What the past two months have shown is that the red shirts can move very effectively from grassroots mobilisation to the national political stage. But the movement has proven much less adept at withdrawal. Given the forces now arrayed against them, this proved a fatal flaw indeed.
On 3 May, Prime Minister Abhisit made a final offer, laying down what he described as a road map for national reconciliation. The centrepiece of the offer was an election on 14 November 2010, more than a year ahead of schedule. For a few days it looked like a peaceful resolution was in the offing. The reds took their time considering Abhisit’s offer, and their delays and qualifications appeared to be motivated not by intransigence but by a desire to step down from a position of strength.
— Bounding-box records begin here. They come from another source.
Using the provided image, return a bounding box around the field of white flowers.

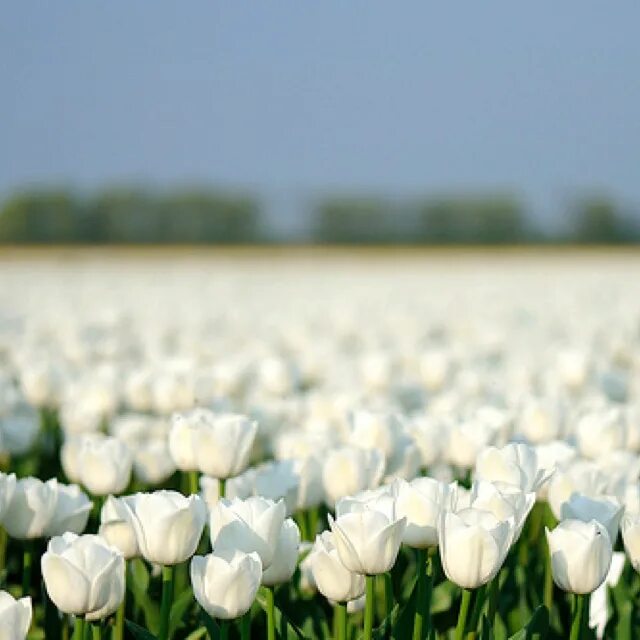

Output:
[0,250,640,640]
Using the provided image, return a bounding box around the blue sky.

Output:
[0,0,640,224]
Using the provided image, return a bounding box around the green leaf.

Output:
[127,558,160,633]
[169,588,193,636]
[200,609,220,640]
[124,620,157,640]
[256,593,306,640]
[509,604,549,640]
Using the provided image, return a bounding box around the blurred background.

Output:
[0,0,640,245]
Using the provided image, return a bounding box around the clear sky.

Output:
[0,0,640,228]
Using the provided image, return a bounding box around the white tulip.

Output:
[41,533,125,621]
[169,409,200,471]
[0,591,33,640]
[188,409,258,478]
[396,478,457,549]
[78,438,133,496]
[560,493,624,545]
[308,531,365,602]
[438,508,514,589]
[262,518,300,587]
[98,496,140,560]
[124,491,207,565]
[471,480,536,542]
[209,496,286,570]
[621,514,640,572]
[575,407,627,459]
[547,460,608,520]
[0,410,40,456]
[45,479,93,536]
[444,418,496,469]
[518,398,562,444]
[191,549,262,620]
[0,473,17,522]
[133,439,176,486]
[476,443,553,493]
[322,447,385,505]
[329,510,407,575]
[546,520,613,594]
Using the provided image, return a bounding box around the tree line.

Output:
[0,188,640,245]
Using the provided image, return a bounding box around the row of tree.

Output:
[0,189,640,244]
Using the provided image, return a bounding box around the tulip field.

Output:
[0,249,640,640]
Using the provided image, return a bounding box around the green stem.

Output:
[188,471,200,495]
[381,571,393,618]
[158,566,175,640]
[240,609,251,640]
[487,574,500,629]
[266,587,276,640]
[455,589,471,640]
[73,616,84,640]
[363,576,376,640]
[569,594,589,640]
[413,549,427,640]
[307,507,318,542]
[22,540,33,597]
[113,592,127,640]
[333,602,347,640]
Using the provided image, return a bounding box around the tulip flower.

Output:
[191,549,262,621]
[41,533,125,637]
[476,444,552,493]
[471,480,536,543]
[560,493,624,545]
[438,508,514,589]
[621,514,640,573]
[124,491,207,640]
[191,409,258,480]
[322,447,385,505]
[209,496,286,571]
[98,496,140,560]
[546,520,613,640]
[262,518,300,587]
[329,509,407,640]
[307,531,366,640]
[546,520,612,594]
[0,591,33,640]
[78,438,133,496]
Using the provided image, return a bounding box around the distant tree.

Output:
[0,190,78,244]
[418,194,529,244]
[571,195,638,244]
[313,196,395,244]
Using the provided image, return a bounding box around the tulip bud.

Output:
[262,518,300,587]
[322,447,385,505]
[41,533,125,621]
[309,531,365,602]
[621,514,640,572]
[560,493,624,545]
[124,491,207,565]
[191,549,262,620]
[476,444,552,493]
[546,520,613,594]
[438,508,514,589]
[98,496,140,560]
[78,438,133,496]
[209,496,286,570]
[396,478,456,549]
[0,591,33,640]
[329,509,407,575]
[182,409,258,479]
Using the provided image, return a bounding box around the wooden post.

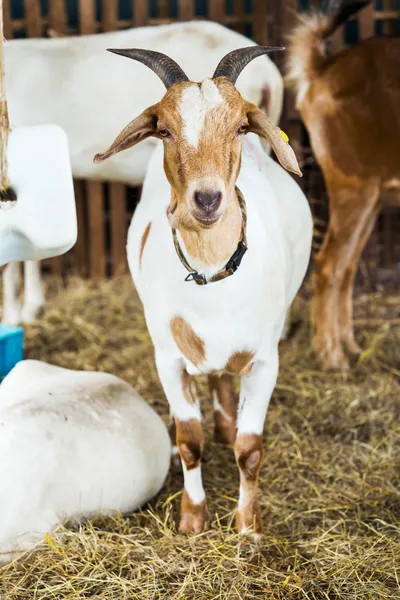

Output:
[0,0,16,202]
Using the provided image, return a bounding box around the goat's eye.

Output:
[158,129,171,137]
[237,125,248,135]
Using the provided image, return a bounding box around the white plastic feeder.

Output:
[0,125,77,267]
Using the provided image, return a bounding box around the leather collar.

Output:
[172,186,247,285]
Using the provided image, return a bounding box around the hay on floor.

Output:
[0,277,400,600]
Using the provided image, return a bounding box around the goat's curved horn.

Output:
[213,46,285,85]
[107,48,189,89]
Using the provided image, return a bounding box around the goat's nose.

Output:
[194,192,222,212]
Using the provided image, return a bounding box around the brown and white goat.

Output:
[287,0,400,368]
[97,47,312,536]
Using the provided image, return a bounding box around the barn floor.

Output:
[0,278,400,600]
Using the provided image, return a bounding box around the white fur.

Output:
[0,360,170,562]
[212,390,232,421]
[2,261,44,325]
[128,134,312,510]
[182,461,206,504]
[180,79,223,148]
[4,22,283,185]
Then the deal came badly unstuck, seemingly over the theatrical technicality of precisely how the deputy prime minister (and security coordinator), Suthep Thaugsuban, should be called to account for the deaths of 10 April. The reds wanted him to report to the police; he insisted on reporting to an investigations office that fell under his own jurisdiction. The red-shirt leaders were also concerned about how the charges of terrorism against them would be handled. These very serious offences can be punished by life in prison or the death penalty in Thailand.
With the red shirts refusing to shift, and with talk of further reinforcements moving in from the provinces, things quickly spiralled out of control. Prime Minister Abhisit withdrew his offer of an election, issued a final ultimatum to clear the protest site and then sent in the troops on the afternoon of 13 May and gain on 19 May. Conflict continues even after the army’s blockade around the main protest site precipitated a surrender from red shirt leaders. Credible reports indicate that army snipers have been shooting protesters. The red shirts responded with homemade fireworks, molotov cocktails and a seemingly endless supply of burning tyres. Roaming gangs of red shirts and rough-and-ready motorcycle taxi drivers succeeded, for a time, in establishing new sites of protest and disruption, building barricades or burning tyres and harassing the army in an urban battle with no clear front line. Among the protesters were some more conventionally armed men who are using pistols and M79 grenade launchers; the origins of these “men in black” is mysterious, but they may represent disgruntled elements in the army or pro-red members of the paramilitary organisations that are part of the formal Thai security apparatus.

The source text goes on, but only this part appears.